Denizli , İzmir -Dinar  hattından ufak bir  şube ile ayrılmış.  Şimdi avdet ederken  Goncalı istasyonun da trenimiz yol değiştiriyordu.Artık  yavaş yavaş  yükseliyoruz .Bazı küçük istasyonlarda  ahalinin  intizar ve tehacümcünü görerek  tevkif  ve  selam ı şahaneyi  tebliğ ettik .Halk ateşin  bir sabırsızlıkla  beklediği  bu müjdeyi  heyecanla istikbal ediyordu. Denizli’den sonra  arazi bozuluyor,köyler fenalaşıyor,İzmir  ve mahallatında  gördüğümüz  mahsuldar  toprak artık yok.Sonra tren yollardan  gördüğümüz şirin köy  evleri  yerini buralarda  kerpiçten  yapılmış  çirkinlikler  başlıyor.sath ı bahr den(Deniz seviyesinden) gittikçe yükseliyoruz  ve Keçiborlu istasyonu 1010 metro irtifada .Nihayet  Baladız  istasyonuna indik.Burada Burdur  ve Isparta Mutasarrıfları  bizi bekliyordu.Baladız ne köy   ne nahiye yalnız bir istasyon.Hareket i arz dan bina çatlamış.Arabalara atladık.Şimdi  cenuba  Burdur’a doğru  inmeye başladık. Burdur istasyona üç saat.Burdur’a muvasalat  pek şaşalı oldu.Halk istikbal için  şehir haricine çıkmışlardı.Fişenkler atılıyor,dualar okunuyor,alkışlar tevali ediyordu.Hareket i arz bu güzel şehri  berbat etmiş .Sağlam bir binaya  tesadüf etmek bahtiyarlık.Yeniden inşasına başlanan  evlerde, harp musibeti içinde bitmemiş .Sokaklarda  zelzelenin açtığı çukurlar henüz öylece duruyor.Fakat halk bu  müselsel felaketlere rağmen   yine ,Aydın ahalisi gibi mağmum değil .Artık buralarda hamam takımı ile allı pullu kadınlar yok .Burada şalvarlı hanımlar var.Burdur gölü  çepe çevre kasabayı ihata etmiş  gibi.Yeni başlanan  binalar çamurun  kalıp şekle ifrağı  ile” saman  (k)arma” usulünde yapılıyor.Fakat maalesef  sokaklar eğri büğrü ve çukurlu.Bununla beraber Burdur ahalisi  çok saf ve hayırperver.Akşam  bize  alaturka  bir yemek yedirdiler.Şimdiye kadar  çekilen mükellef  ziyafetlerden çok hoşumuza  gitti.Burada yediklerimizi İzmir’in yüz kişilik  alafranga  sofrasında yemedik.Bakınız listede neler var:
Tavuklu çorba,sütlü çorba,kuzu dolması ,su böreği ,Bağdat muhallebisi (1),Harput köftesi (Büyük ihtmal Burdur’a özgü bir köfte çeşidi),sünger tatlısı,yalancı dolma ,kabak dolması,kaymaklı lokum tatlısı(bu da unutulan tatlılardan),etli palu, hoşaf yoğurt.hepimiz yerde  kurulan  bu nefis Anadolu sofrasında  bol iştaha ile  yemek yedik.İkram  hürmet için ahali etrafımız da  dört dönüyor.Denizli halkı gibi buralarda  pek misafirperverdi.Mutasarrıf iyi bir zat.Belediyede  yok gibi. Halbuki, böyle hücra köşelerde  halk varını yoğunu hükümetten bekliyor.Onlarda  ziraatde  ,maişetinde  hatta yatmalarında ,kalkmalarında  rehberi  olacak hükümet sanıyor.

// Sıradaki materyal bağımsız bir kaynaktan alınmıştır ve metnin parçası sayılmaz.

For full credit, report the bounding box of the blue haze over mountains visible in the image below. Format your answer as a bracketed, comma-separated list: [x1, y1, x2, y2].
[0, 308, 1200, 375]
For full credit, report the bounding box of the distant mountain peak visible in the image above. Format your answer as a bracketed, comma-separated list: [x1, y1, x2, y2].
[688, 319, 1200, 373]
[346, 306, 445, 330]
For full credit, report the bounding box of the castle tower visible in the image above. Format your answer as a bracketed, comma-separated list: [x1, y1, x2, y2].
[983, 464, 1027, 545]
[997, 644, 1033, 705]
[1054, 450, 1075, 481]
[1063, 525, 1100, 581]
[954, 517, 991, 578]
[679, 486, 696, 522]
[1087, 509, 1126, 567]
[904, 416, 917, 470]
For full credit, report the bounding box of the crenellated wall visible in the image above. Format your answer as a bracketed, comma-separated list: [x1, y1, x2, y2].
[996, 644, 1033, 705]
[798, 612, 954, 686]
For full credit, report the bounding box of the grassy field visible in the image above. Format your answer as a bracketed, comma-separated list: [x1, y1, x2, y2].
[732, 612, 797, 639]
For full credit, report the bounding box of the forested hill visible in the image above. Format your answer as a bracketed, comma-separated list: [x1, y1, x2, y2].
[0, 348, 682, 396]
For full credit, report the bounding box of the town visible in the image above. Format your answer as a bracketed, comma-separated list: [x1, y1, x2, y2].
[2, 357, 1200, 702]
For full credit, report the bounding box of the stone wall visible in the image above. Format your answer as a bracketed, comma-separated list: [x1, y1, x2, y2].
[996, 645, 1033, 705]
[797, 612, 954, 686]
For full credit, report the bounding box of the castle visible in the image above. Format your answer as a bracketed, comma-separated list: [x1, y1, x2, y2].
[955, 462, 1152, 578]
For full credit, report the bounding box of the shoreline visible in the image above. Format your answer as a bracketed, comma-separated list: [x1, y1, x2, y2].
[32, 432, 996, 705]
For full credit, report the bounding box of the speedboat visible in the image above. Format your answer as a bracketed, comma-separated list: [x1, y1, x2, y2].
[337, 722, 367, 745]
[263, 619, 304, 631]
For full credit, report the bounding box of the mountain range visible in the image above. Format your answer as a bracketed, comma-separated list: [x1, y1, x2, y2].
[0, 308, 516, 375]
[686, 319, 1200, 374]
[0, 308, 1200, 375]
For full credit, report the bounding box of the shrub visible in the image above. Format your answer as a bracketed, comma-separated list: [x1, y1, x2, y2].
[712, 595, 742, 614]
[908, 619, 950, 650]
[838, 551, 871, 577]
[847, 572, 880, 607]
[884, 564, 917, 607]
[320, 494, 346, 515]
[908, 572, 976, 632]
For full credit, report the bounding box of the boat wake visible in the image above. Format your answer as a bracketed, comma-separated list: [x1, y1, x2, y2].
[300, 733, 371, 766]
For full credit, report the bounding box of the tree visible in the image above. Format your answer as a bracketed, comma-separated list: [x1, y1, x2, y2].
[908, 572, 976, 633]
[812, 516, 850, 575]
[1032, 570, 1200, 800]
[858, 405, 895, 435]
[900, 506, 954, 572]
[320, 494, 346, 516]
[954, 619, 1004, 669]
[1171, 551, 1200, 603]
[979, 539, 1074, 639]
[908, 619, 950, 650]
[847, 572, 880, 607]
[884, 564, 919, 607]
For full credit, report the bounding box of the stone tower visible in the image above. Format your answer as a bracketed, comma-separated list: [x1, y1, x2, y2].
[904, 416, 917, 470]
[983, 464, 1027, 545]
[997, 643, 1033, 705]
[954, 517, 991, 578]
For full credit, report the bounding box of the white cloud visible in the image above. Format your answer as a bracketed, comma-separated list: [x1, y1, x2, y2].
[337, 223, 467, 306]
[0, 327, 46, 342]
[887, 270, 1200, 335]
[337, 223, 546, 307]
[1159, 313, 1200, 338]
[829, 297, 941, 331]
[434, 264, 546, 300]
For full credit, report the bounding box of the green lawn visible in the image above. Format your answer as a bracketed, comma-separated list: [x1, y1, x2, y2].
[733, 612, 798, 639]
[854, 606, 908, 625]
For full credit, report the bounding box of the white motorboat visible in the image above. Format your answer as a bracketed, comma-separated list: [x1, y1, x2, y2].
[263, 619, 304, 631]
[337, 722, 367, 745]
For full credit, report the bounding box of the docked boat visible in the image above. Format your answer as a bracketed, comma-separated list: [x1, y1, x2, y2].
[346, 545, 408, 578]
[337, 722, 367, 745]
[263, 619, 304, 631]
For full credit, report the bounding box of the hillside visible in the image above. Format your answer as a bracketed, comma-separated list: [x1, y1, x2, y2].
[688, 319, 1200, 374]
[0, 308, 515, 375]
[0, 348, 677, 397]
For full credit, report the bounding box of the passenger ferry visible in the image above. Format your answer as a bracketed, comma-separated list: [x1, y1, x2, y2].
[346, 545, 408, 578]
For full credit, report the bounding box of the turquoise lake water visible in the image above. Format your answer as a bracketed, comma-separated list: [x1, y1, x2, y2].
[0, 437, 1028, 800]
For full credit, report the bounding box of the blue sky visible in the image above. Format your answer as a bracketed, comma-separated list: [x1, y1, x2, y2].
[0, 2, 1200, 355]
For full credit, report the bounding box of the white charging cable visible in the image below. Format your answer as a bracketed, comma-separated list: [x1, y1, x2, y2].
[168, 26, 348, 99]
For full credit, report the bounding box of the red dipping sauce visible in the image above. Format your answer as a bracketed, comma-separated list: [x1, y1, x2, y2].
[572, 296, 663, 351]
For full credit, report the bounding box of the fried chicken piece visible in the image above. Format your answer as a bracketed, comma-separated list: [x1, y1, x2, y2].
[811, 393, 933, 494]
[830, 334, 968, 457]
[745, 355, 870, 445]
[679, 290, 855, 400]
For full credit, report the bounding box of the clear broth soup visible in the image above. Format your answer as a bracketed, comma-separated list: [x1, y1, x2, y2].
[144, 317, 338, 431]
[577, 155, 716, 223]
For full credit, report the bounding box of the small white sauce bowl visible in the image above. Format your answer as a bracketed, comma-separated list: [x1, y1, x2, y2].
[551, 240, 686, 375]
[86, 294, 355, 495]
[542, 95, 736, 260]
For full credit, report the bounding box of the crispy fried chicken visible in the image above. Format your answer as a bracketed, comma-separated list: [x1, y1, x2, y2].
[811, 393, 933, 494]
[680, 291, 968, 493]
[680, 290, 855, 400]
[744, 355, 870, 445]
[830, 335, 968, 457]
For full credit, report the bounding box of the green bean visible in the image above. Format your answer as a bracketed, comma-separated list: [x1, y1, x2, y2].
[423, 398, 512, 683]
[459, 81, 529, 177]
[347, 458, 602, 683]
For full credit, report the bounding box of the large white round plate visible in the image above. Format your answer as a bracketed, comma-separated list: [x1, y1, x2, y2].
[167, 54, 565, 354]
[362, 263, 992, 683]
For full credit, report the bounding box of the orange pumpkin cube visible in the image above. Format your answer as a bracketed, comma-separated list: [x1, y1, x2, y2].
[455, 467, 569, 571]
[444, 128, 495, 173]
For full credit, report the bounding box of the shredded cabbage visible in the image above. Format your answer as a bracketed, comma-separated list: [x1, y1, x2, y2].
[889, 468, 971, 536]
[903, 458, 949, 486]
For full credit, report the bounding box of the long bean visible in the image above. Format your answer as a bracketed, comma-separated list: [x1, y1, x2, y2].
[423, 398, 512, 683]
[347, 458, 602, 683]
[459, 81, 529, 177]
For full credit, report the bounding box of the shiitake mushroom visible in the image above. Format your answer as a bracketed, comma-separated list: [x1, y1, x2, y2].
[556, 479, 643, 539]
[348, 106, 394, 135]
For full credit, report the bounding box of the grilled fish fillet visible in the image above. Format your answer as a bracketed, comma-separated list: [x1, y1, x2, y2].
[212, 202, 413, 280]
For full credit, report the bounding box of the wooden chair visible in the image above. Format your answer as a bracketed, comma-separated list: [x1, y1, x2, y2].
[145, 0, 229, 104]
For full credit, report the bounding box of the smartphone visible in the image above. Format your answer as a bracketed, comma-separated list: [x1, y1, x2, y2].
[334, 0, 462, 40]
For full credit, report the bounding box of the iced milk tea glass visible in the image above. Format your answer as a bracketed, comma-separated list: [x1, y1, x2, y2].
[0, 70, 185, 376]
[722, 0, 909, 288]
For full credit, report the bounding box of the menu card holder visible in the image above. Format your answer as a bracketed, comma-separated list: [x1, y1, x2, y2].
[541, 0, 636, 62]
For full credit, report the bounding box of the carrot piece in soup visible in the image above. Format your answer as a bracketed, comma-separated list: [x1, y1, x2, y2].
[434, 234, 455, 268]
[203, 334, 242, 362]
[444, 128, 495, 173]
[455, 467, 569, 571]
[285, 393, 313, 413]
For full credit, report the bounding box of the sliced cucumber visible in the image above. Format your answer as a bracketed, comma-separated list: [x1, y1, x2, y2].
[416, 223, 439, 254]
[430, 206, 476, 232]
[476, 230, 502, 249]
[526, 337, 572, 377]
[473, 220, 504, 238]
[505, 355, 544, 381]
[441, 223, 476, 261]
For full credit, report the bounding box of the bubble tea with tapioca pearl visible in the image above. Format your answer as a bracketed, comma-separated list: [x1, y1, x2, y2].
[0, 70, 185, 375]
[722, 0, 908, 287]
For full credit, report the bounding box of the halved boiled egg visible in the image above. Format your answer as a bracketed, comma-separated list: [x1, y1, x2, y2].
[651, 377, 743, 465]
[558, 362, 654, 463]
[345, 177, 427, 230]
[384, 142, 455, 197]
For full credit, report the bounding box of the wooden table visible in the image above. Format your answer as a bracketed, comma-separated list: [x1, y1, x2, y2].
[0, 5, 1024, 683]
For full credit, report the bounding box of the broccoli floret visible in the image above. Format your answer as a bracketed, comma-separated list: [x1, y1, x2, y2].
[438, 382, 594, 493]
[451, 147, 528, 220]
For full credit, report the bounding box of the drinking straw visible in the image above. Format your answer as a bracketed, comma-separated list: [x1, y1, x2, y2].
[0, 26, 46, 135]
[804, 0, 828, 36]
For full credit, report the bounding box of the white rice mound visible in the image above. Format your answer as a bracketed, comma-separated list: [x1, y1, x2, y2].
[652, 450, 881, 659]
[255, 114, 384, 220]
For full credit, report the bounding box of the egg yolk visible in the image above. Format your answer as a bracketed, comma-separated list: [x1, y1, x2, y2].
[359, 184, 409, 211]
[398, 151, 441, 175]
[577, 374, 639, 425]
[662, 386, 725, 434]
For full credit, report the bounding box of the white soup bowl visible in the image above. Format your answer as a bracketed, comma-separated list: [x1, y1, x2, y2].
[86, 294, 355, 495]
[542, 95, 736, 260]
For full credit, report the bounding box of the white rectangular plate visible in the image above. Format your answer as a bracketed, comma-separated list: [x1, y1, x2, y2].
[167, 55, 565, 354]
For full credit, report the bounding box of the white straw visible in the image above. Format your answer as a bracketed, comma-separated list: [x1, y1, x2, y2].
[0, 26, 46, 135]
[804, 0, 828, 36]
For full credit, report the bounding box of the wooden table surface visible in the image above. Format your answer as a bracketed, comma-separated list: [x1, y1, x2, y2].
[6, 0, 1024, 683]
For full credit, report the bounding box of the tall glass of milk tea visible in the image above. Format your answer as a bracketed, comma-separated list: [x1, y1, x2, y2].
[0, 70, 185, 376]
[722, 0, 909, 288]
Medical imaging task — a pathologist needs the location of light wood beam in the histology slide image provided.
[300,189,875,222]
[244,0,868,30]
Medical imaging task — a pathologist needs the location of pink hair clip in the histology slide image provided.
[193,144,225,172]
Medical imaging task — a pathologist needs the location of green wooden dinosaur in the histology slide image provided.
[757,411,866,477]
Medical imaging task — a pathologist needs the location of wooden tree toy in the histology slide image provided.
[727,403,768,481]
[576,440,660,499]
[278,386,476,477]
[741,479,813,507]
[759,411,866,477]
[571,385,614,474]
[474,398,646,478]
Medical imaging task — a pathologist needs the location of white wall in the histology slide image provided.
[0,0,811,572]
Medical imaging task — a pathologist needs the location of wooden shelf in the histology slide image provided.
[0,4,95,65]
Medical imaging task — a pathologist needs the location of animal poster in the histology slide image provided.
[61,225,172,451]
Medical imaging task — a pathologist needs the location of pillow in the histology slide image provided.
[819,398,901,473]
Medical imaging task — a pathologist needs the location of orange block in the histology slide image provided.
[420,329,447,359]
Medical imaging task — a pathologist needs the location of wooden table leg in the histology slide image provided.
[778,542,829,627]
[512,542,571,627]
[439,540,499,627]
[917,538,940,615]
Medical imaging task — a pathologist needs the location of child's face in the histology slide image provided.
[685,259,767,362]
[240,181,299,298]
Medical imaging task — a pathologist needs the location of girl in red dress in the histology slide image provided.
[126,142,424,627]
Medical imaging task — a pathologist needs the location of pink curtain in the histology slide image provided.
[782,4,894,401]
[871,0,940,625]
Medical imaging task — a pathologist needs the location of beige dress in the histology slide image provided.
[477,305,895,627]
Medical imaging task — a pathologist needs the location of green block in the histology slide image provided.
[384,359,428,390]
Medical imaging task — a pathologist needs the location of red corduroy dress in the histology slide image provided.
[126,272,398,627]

Hükümet Konağı önünde toplanan Burdur halkına  beyanname okundu.Selamı şahane tebliğ  edildi. Saf ve samimi  halk  müteessir ve memnun  padişaha ,devlete,  millete  hayır dualar etti.İşte burası tasvir edilemez .Bakir Anadolu’nun  bir parçası  hareket i arz’ın  alt üst ettiği  Burdur ‘u yeni baştan yapmak lazım .Bu da iş adamı ,görgülü memurlar ister.
Antalya buraya iki gün.Evelce Şehzademiz burada istirahat edecekler, biz Antalya’ya inecektik.İbda ülkenin  bu güzel köşesini  görmekten mahrum kalmak istemeyen fedakar  şehzademiz  bu seyahatte de  bizi huzurlarıyla  memnun bırakmağa  karar verdiler.Bu gün arabalarla Antalya’ya iniyoruz.

Hayati KUZUCU 14,06,2012

 1 Bu gün unutulmuş Burdur muhallebisi.Çok sonraları Atatürk’ün Burdur’a gelişinde  Burdur’un tanınmış simalarından  Haydar Kuzucu’nun  evinde verilen  ziyafette de bu tatlı çeşidi aynı adla sunulunca;Bağdat  ismine Mustafa Kemal tepki göstermiş  Türk’e ait bu tatlının Bağdat‘a mal edilmemesini istemiştir.